佐渡市は観光振興に議員視察を受け入れている



 地域振興の取り組みが盛り上がり、成果も生まれてきている三重県東紀州。
 ここでの観光・交流の集客増加に、行政関係者の視察を積極的に受け入れてはどうかという提案を、以前このブログでもしたことがあります。(2010年8月10日付け「紀北町 増えるI・Uターン事業者」

 これとほぼ同じようなコンセプトを、いち早く積極的に実現した市が現れました。残念ながら三重県ではなく、新潟県佐渡市です。
 地方公務員向けの業界紙である時事通信社の「官庁速報」によると

・佐渡市は、地方議員の行政視察の受け入れに力を入れている。全国のすべての市・特別区に案内状を送付。地方議員の情報発信力を活用し、低迷する島内観光の起爆剤としたい考え。

・案内状には、トキと共生する島づくりや海洋深層水を活用した漁業、廃食油再生燃料化事業など市の取り組みに関する資料を添付。これまでに十数件の問い合わせがあったという。
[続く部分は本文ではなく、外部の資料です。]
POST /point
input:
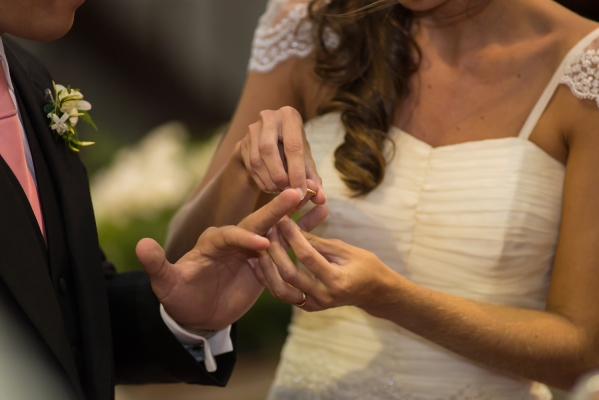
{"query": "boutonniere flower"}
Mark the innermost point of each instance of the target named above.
(64, 111)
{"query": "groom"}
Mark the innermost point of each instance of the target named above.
(92, 327)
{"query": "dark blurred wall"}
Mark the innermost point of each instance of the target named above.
(144, 62)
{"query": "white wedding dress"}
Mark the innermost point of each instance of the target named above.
(478, 220)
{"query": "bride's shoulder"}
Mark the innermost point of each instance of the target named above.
(284, 31)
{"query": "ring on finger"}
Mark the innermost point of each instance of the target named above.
(303, 302)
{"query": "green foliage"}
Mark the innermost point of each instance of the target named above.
(119, 241)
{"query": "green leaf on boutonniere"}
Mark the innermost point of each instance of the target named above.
(64, 110)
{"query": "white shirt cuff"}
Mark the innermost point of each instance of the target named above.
(217, 344)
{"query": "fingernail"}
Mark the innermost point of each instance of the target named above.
(300, 191)
(253, 262)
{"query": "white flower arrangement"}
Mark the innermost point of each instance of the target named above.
(151, 176)
(69, 104)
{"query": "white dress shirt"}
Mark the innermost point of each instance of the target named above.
(218, 343)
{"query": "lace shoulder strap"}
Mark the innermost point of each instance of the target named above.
(579, 71)
(283, 32)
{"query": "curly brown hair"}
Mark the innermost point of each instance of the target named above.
(372, 64)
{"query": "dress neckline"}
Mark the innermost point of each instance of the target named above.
(536, 112)
(476, 143)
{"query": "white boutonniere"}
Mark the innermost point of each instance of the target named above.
(65, 108)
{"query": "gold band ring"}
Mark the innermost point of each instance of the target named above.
(304, 298)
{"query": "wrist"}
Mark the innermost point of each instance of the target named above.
(391, 296)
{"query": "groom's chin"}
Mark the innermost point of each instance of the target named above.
(41, 20)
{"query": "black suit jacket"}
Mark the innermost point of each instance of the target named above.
(101, 327)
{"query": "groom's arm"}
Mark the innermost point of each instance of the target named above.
(145, 350)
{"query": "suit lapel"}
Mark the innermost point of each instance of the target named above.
(24, 269)
(69, 179)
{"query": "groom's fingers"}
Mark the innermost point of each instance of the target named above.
(152, 258)
(313, 218)
(229, 238)
(289, 281)
(305, 252)
(260, 221)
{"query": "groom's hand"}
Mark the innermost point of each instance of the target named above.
(213, 285)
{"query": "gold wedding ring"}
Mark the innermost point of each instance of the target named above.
(304, 298)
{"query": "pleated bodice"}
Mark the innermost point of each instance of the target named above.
(478, 220)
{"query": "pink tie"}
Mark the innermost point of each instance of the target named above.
(11, 148)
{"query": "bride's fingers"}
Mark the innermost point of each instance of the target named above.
(245, 156)
(290, 274)
(254, 159)
(306, 253)
(277, 287)
(313, 218)
(255, 264)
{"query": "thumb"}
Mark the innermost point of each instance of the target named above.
(152, 258)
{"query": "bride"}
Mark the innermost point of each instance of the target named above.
(457, 143)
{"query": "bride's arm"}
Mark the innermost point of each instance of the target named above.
(227, 193)
(555, 346)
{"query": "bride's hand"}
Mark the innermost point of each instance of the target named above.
(277, 155)
(340, 274)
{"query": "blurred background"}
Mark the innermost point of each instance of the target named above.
(163, 77)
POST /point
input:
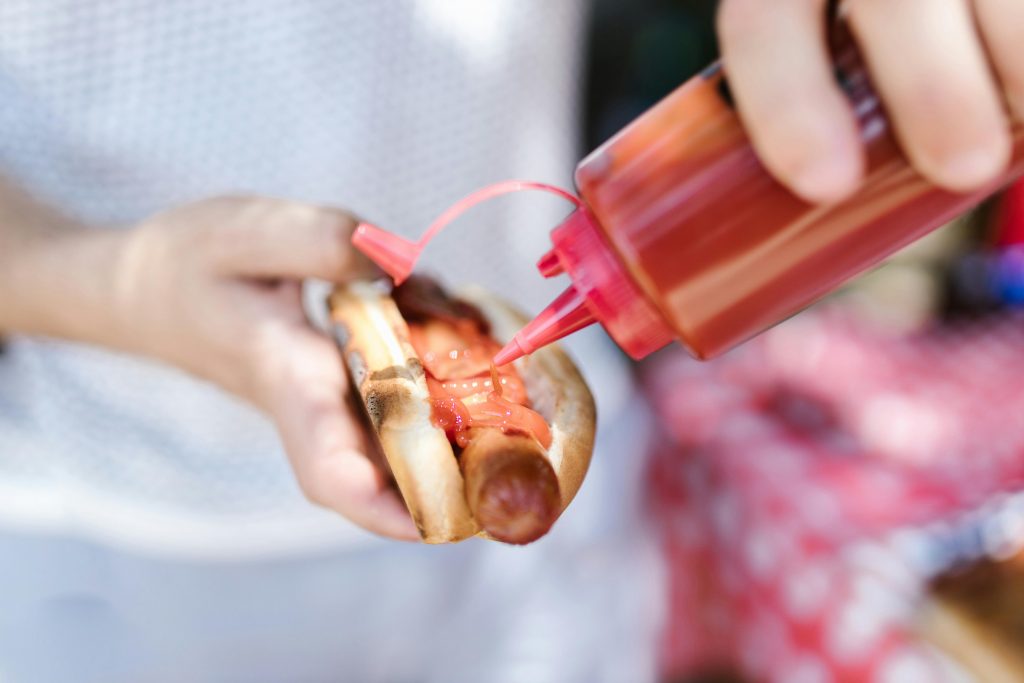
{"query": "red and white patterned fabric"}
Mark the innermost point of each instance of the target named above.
(810, 482)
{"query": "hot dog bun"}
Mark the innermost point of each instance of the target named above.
(516, 505)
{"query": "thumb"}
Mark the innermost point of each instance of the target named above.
(266, 238)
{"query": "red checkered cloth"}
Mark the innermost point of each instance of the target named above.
(810, 482)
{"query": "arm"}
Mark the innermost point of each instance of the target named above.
(214, 289)
(950, 74)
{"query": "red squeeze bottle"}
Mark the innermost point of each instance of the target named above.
(683, 235)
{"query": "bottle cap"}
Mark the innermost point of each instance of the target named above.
(395, 255)
(602, 292)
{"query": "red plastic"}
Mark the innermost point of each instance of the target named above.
(693, 240)
(563, 316)
(396, 255)
(1011, 223)
(681, 233)
(601, 287)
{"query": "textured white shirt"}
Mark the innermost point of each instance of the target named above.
(113, 111)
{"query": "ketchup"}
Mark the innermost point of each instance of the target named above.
(680, 232)
(466, 389)
(685, 236)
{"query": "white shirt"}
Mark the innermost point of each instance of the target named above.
(113, 111)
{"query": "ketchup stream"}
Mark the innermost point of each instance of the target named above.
(466, 389)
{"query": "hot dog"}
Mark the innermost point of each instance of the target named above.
(474, 450)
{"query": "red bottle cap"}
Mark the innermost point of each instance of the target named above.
(395, 255)
(1010, 225)
(602, 292)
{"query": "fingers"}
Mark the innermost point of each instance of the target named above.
(929, 67)
(1001, 26)
(263, 238)
(800, 124)
(325, 442)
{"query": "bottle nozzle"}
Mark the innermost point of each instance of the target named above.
(565, 314)
(550, 265)
(395, 255)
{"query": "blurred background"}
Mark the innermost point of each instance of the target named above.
(838, 499)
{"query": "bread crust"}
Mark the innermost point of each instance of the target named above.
(374, 341)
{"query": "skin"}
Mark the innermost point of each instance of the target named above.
(213, 288)
(949, 72)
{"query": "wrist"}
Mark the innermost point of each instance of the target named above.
(62, 284)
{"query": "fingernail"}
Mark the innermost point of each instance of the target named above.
(969, 170)
(826, 179)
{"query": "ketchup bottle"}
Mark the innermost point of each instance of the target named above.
(682, 235)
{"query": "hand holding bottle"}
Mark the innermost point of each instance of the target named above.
(950, 74)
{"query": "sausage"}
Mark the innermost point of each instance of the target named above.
(511, 487)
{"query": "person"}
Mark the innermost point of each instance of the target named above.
(160, 367)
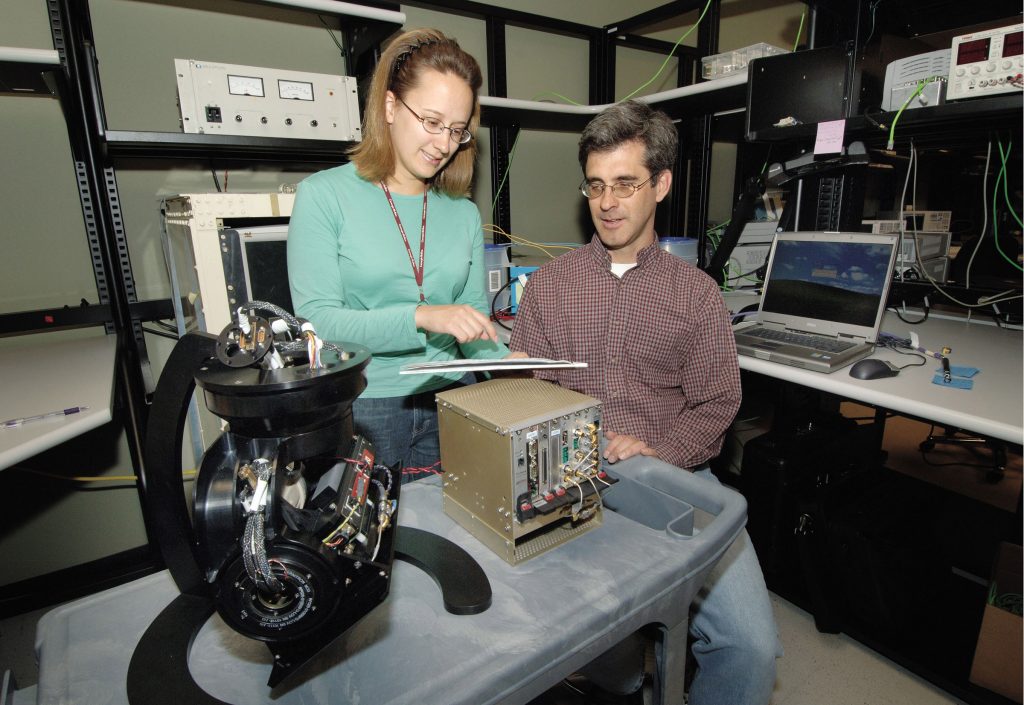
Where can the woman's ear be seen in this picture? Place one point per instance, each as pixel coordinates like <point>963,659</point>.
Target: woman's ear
<point>389,106</point>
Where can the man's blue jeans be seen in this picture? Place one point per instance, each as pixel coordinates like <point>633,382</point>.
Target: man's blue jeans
<point>735,640</point>
<point>734,637</point>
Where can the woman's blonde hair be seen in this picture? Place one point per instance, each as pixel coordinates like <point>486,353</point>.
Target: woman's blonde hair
<point>398,71</point>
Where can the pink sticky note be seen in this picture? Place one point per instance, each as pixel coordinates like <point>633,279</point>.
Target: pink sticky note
<point>829,137</point>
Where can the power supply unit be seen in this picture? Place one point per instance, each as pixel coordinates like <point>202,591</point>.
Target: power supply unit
<point>521,463</point>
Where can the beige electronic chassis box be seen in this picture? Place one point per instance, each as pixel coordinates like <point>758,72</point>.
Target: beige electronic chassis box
<point>521,463</point>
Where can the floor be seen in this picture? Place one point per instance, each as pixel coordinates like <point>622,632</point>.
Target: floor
<point>814,664</point>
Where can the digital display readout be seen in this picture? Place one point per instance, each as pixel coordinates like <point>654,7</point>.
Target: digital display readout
<point>971,52</point>
<point>1012,44</point>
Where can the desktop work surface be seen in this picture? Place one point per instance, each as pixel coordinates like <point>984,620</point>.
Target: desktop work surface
<point>548,617</point>
<point>45,373</point>
<point>993,407</point>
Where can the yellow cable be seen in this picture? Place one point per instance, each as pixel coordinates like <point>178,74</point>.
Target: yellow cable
<point>523,241</point>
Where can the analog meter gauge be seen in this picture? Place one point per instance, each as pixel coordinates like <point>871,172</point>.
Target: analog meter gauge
<point>245,85</point>
<point>295,90</point>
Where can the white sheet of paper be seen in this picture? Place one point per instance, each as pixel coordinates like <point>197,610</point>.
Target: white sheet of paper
<point>484,365</point>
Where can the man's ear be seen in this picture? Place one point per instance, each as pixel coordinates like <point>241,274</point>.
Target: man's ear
<point>663,184</point>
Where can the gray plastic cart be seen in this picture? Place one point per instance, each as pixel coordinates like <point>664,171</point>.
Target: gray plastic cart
<point>549,617</point>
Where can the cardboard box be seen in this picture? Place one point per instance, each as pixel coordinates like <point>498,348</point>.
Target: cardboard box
<point>998,657</point>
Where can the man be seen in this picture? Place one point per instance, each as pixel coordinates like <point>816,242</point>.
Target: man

・全国的に行政視察が減る傾向にある中、同市への視察は年間40自治体程度を維持。トキの野生復帰事業に合わせた環境への取り組みや、過疎化に伴う空き家対策事業などが、他の自治体から注目されていることが要因とみられる。

 とのこと。

 佐渡市議会事務局は「今後、新たな事業が始まった場合は資料を送るなどして、年間50自治体の受け入れを目標に取り組んでいきたい」と話しているとのことです。(2010年11月16日付け)

 これは非常にいい着眼点だと思います。
 モノを作ったり、サービスを提供している以上、商品やサービスを誰でもいいから一人でも多くの消費者に提供したいと考えるのは当然でしょう。
 しかし、どんなお客でもいい、買ってくれるなら誰でもいい、というのは結局、焦点が定まらず、誰にも受け入れられないということと裏腹になってしまうことには本当に注意が必要です。
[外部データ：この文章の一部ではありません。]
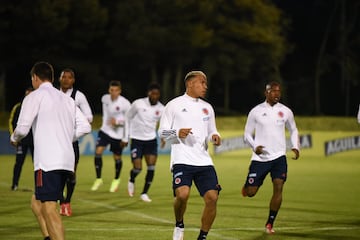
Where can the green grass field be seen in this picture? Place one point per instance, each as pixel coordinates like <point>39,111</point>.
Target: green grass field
<point>321,201</point>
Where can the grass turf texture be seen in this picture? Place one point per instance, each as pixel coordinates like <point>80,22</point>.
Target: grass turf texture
<point>321,200</point>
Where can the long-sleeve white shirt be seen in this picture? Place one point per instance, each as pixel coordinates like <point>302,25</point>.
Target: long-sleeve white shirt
<point>187,112</point>
<point>114,109</point>
<point>56,122</point>
<point>82,103</point>
<point>265,126</point>
<point>142,119</point>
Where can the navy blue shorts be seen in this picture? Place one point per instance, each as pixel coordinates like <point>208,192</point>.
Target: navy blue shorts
<point>49,185</point>
<point>103,140</point>
<point>204,177</point>
<point>139,148</point>
<point>258,171</point>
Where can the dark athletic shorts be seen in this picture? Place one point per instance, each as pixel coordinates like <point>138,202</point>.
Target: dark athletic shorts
<point>139,148</point>
<point>103,140</point>
<point>49,185</point>
<point>204,177</point>
<point>258,171</point>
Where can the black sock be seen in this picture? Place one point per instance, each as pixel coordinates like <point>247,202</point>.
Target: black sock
<point>118,166</point>
<point>180,224</point>
<point>98,165</point>
<point>272,216</point>
<point>133,173</point>
<point>202,235</point>
<point>148,179</point>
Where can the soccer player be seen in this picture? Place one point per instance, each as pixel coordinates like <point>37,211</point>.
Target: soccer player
<point>56,122</point>
<point>141,120</point>
<point>26,144</point>
<point>268,121</point>
<point>67,80</point>
<point>188,124</point>
<point>114,107</point>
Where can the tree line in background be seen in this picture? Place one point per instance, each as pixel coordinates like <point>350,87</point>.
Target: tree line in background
<point>240,44</point>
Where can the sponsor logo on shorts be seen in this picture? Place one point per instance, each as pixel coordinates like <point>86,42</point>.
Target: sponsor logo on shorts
<point>177,180</point>
<point>251,180</point>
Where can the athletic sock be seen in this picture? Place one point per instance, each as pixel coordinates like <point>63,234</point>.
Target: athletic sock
<point>148,178</point>
<point>272,216</point>
<point>133,173</point>
<point>180,224</point>
<point>118,166</point>
<point>98,165</point>
<point>70,186</point>
<point>202,235</point>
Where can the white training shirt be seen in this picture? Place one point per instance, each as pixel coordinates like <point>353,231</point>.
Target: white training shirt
<point>142,119</point>
<point>268,123</point>
<point>56,122</point>
<point>82,103</point>
<point>114,109</point>
<point>187,112</point>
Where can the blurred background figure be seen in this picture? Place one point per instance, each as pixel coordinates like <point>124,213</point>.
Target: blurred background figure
<point>67,80</point>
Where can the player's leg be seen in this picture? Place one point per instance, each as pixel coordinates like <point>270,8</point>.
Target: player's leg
<point>278,175</point>
<point>116,149</point>
<point>136,154</point>
<point>137,167</point>
<point>36,209</point>
<point>208,186</point>
<point>182,180</point>
<point>150,162</point>
<point>19,162</point>
<point>101,143</point>
<point>48,189</point>
<point>255,178</point>
<point>150,152</point>
<point>65,207</point>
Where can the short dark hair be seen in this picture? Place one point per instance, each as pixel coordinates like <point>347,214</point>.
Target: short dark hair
<point>115,83</point>
<point>69,70</point>
<point>271,84</point>
<point>43,70</point>
<point>153,85</point>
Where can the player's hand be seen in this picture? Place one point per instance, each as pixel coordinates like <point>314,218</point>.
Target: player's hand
<point>123,144</point>
<point>259,150</point>
<point>216,139</point>
<point>184,132</point>
<point>296,152</point>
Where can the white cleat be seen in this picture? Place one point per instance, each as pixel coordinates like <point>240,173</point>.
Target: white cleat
<point>178,233</point>
<point>131,189</point>
<point>145,197</point>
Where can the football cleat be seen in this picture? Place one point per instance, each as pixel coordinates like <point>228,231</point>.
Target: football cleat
<point>269,229</point>
<point>145,197</point>
<point>115,185</point>
<point>65,209</point>
<point>178,233</point>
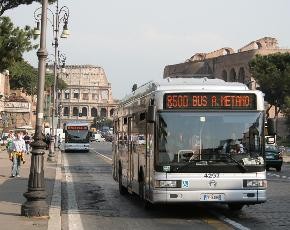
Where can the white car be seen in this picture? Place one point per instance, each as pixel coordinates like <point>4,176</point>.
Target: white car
<point>98,137</point>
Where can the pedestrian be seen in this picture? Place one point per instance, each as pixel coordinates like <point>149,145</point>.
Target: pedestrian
<point>9,144</point>
<point>47,140</point>
<point>17,154</point>
<point>27,140</point>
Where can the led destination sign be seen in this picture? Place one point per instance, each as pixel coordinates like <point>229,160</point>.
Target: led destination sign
<point>210,101</point>
<point>77,127</point>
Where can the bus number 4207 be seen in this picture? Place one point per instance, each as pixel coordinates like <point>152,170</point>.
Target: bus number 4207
<point>211,175</point>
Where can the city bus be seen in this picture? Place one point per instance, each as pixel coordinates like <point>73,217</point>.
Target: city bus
<point>76,136</point>
<point>204,142</point>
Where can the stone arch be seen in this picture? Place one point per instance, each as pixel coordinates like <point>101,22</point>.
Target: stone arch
<point>111,112</point>
<point>198,57</point>
<point>75,111</point>
<point>94,112</point>
<point>84,111</point>
<point>227,51</point>
<point>103,112</point>
<point>258,45</point>
<point>225,75</point>
<point>66,111</point>
<point>241,75</point>
<point>233,75</point>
 誰に売りたいのか、自分の顧客となるのは誰か、については、年齢、性別、家族構成、住んでいる場所、職業、年収、住んでいる家の状況、などまで一つ一つ細かく、具体的に絞り込んで設定していくほうが、結果的に売り込み方が明確になり、攻めやすくなります。

 東紀州は自然は豊かで景勝地も多く、熊野古道という世界遺産もあります。鮮魚、ひもの、みかんなど食べ物はおいしく、特産品・名産品も多くあります。
 しかし、客観的に見て、それが北海道や沖縄や、信州といった観光地に対応できるほどの魅力があるか、北陸や九州など食のブランド地と比較して優位にあるかというと、残念ながらそうではありません
 
 だからこそ、自分たちの売り(強み)の再確認と、それを誰に売っていけばいいのか、をセグメントする必要があるのです。

 自然 + 食や特産品 + 地域振興の取り組みと成果

 この3つの和が、他地域と差別化できる東紀州の強みになると思うのですが。